Menurut Helmi, pembangunan RSU Malangbong itu diharapkan bisa selesai tahun ini, sehingga tahun depan sudah bisa dipergunakan. Sedangkan pembebasan tanah untuk pendirian RSU Limbangan dan Kecamatan Bungbulang akan dilaksanakan tahun ini.

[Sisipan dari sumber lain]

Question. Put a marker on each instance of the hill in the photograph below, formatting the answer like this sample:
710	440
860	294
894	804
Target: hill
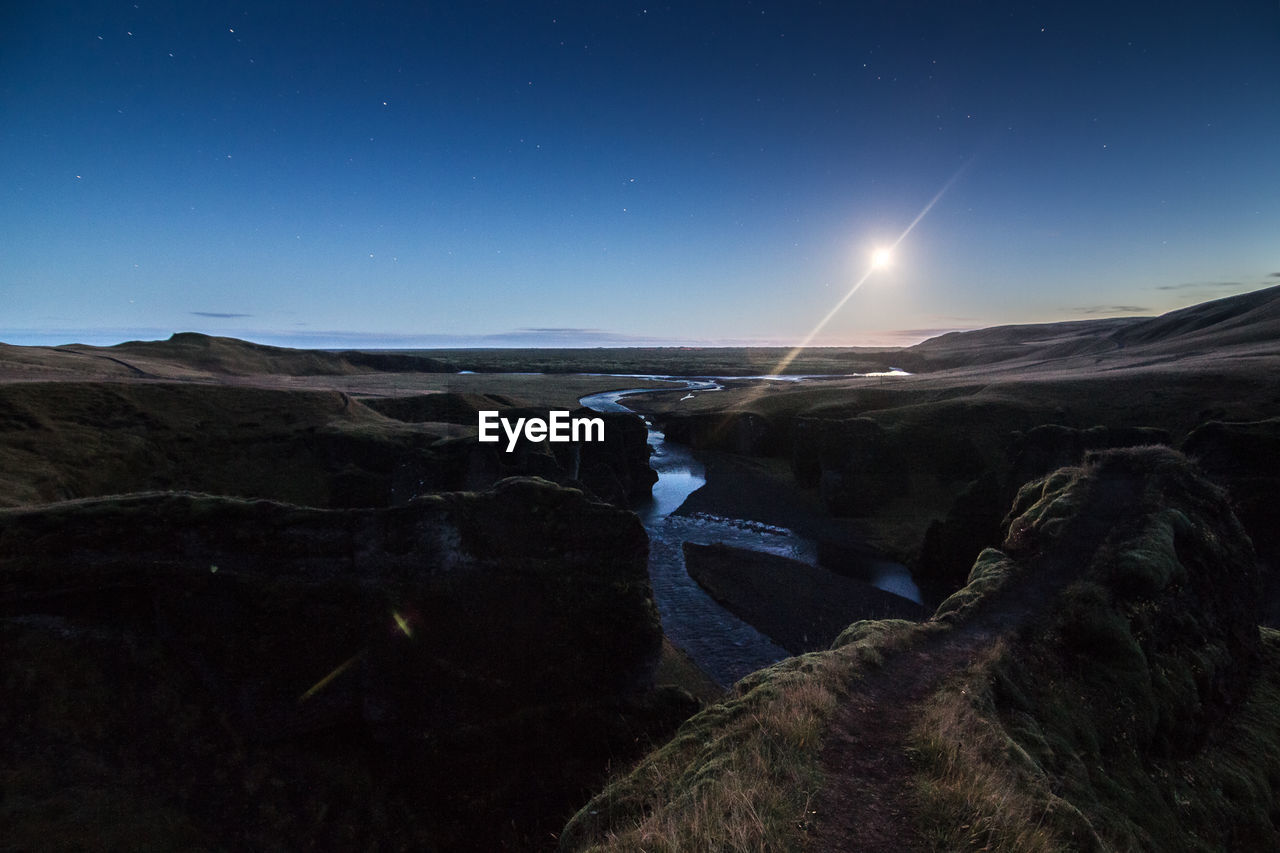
1100	684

Helmi pun menerangkan kondisi fisik bangunan tempat-tempat layanan kesehatan, seperti rumah sakit dan puskesmas milik Pemkab Garut mengalami peningkatan yang cukup baik, dibanding awal dirinya dan Rudy Gunawan memimpin Garut.” Alhamdulillah dari segi fisiknya, 75 persen sudah berubah dari master plan nya. Kalau dulu kata kepala dinas, puskesmas yang baik itu baru ada dua, sekarang sudah banyak puskesmas yang lebih nyaman, bersih dan cantik,” tuturnya.

Menurut Helmi, rencana pembangunan tiga rumah sakit dan 10 Puskesmas tersebut, merupakan respon Bupati Garut, Rudy Gunawan atas masukan Helmi dan unsur dinas kesehatan, mengenai kondisi fasilitas layanan kesehatan yang ada.” Setelah saya beri masukan kepada Pak bupati, beliau respek dengan programnya mengutamakan infrastruktur, termasuk infrastruktur kesehatan. Insya Alloh tahun akan dibangun 10 Puskesmas, disamping membangun rumah sakit,” katanya.

Ditambahkannya, Indeks Pembangunan Manusia (IPM) bidang kesehatan sudah cukup baik, namun IPM ekonomi, dalam hal ini daya beli masyarakat agak terpuruk. Oleh karenanya, sambung Helmi, daya beli masyarakat harus ditingkatkan.

” Dengan perhitungan yang baru, IPM kesehatan meningkat, tetapi daya beli terpurul. Olehkarena itu, daya beli masyarakat harus ditingkatkan, dan IPM kesehatan terus kita dorong. Sebab peningkatan daya beli itu berkaitan dengan produktifitas. Produktifitas itu, tidak terlepas dari tingkat kesehatan masyarakat,” pungkasnya. (Jay).